Perdeyi düzeltip geri çekildim. Karan'ı uyandırmak için odadan çıktığımda koltukta uyuduğunu gördüm. Sessiz adımlarla ona yaklaşıp, başucundaki koltuğa oturdum. Ateş'in aksine uyurken bile huzurlu görünen bir yüzü vardı. Onun yanındayken herşey daha bir güzeldi. Çünkü en masum anlarımda yanımdaydı. En güzel anları yaşamıştık birlikte.
O an elimi uzatıp, pürüzsüz yanağına dokunmak istedim. Neden bilmiyorum ama istedim. Daha sonra ayağa kalkıp, ona doğru eğildim. Saçlarımı yüzüne deydirirken, yüzünü buruşturmasına kahkahalarla gülmemek için zor tutuyordum kendimi.
"Birilerinin canı yaramazlık yapmak istemiş anlaşılan." Gözlerini açmadan konuştuğu için neredeyse çığlık atacaktım.
"Karan? Korkuttun beni!" Doğrulduğunda koltukta kalan yere oturdum. "Günaydın!"
"Günaydın güzellik." Gülümseyerek yüzüme baktı. "Hayırdır sabah sabah ne bu neşe?"
"Bilmem iyi hissediyorum sadece." Yanına uzanıp, bana yer açmasını sağlayarak başımı göğsüne koydum. "Bugün yürüyüşe çıkmasak ve tüm günü evde geçirsek?"
"Aslında olabilir. Zaten seninle konuşmam gerekenler var."
"Konuşalım." Başımı göğsünden kaldıracakken, elini nazikçe başımın üzerine koyarak öyle kalmamı sağladı.
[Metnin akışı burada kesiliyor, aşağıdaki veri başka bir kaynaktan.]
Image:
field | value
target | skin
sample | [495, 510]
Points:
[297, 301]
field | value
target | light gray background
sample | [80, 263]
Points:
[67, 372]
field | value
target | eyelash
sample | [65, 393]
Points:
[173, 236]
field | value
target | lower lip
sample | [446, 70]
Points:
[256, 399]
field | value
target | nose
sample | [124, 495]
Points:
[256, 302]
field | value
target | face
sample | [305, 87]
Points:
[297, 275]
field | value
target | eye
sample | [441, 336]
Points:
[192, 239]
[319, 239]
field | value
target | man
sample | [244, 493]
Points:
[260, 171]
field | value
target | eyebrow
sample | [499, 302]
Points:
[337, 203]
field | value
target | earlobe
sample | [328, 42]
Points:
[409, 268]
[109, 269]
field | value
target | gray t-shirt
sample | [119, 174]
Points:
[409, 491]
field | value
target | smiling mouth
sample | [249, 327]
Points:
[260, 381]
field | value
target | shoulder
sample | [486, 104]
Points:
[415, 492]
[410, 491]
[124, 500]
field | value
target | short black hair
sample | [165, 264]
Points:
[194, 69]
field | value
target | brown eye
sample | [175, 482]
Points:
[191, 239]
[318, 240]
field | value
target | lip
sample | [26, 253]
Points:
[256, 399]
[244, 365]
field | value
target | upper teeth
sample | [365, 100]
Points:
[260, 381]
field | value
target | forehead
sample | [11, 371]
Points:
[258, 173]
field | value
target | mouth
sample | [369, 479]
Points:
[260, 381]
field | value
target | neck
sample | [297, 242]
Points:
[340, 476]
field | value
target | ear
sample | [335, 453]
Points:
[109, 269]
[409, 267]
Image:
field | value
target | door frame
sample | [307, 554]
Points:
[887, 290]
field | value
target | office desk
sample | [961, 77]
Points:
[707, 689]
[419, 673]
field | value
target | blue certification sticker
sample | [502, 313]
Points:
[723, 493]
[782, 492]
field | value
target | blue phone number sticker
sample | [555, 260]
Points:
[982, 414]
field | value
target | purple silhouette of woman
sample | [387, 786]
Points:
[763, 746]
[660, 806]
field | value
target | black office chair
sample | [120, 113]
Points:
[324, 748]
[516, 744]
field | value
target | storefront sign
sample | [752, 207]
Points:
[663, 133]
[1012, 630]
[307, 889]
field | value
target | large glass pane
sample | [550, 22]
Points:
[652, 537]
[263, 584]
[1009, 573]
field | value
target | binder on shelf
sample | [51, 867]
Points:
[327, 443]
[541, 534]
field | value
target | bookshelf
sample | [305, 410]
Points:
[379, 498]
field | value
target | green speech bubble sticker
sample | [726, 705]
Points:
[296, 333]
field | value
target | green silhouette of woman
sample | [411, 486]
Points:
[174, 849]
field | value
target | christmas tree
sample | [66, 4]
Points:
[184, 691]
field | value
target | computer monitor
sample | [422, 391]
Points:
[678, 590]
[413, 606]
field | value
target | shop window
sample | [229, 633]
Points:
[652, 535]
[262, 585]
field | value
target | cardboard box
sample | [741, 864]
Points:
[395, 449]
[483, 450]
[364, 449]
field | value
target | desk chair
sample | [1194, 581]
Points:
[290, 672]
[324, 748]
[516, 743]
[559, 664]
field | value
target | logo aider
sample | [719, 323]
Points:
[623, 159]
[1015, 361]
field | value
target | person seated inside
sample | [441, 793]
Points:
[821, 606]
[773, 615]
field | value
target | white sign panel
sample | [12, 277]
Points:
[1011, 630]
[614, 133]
"Böyle kal. Böyle konuşmak daha kolay olacak. Gözlerine bakarken söyleyemeyebilirim." Eli saçlarımı keşfe çıkarken, onu dinledim. "Ben şu koca hayatımda sadece bir kez aşık oldum Kumsal. Sadece bir kıza.. Çocuktum. Kalbim küçüktü ama kocaman bir aşka ev sahipliği yaptı. Zamanla geçer sandım. Fakat zamanla daha da büyüdü içimdekiler." Sustu. Sustuk. Sessizlik çok şey anlattı o an. O kız bendim. Bu adam, düştüğünde minicik elini uzattığı kıza aşıktı. "Mavi gözlü küçük kız.. O kız sendin Kumsal. Bu yüzden tanıdım seni. Kalbim büyüdü, ben büyüdüm ama unutmadım seni." Başımı göğsünden kaldırıp gözlerine baktım. Ellerimi avuçlarının arasında sımsıkı kavradı. "Evlen benimle!" Yeşil gözlerine uzun uzun baktım.
"Ben hamileyim billiyorsun." Bana daha da yaklaştı.
"Onu kendi çocuğum gibi severim. Sen bana evet de, şu andan itibaren benim çocuğum olur o. Bizim bebeğimiz.." Ateş, hiçbir zaman gelmeyecekti. Bir ailesi, bir yuvası vardı. Karan.. Beni mutlu ediyordu. Onunlayken içimdeki huzurun tarifi yoktu.
"Evet." Dudaklarım benden izinsiz ev sahipliği yapmıştı bir kelimeye. Beni pişman etmeyecekti biliyordum..
****
Mutfak tezgahının üzerine oturmuş, kahvaltı hazırlayan Karan'ı izliyordum. Kusursuz vücudunu gözler önüne sermekten çekinmiyor, yüzündeki ciddi ifadeyle daha bir güzel görünüyordu.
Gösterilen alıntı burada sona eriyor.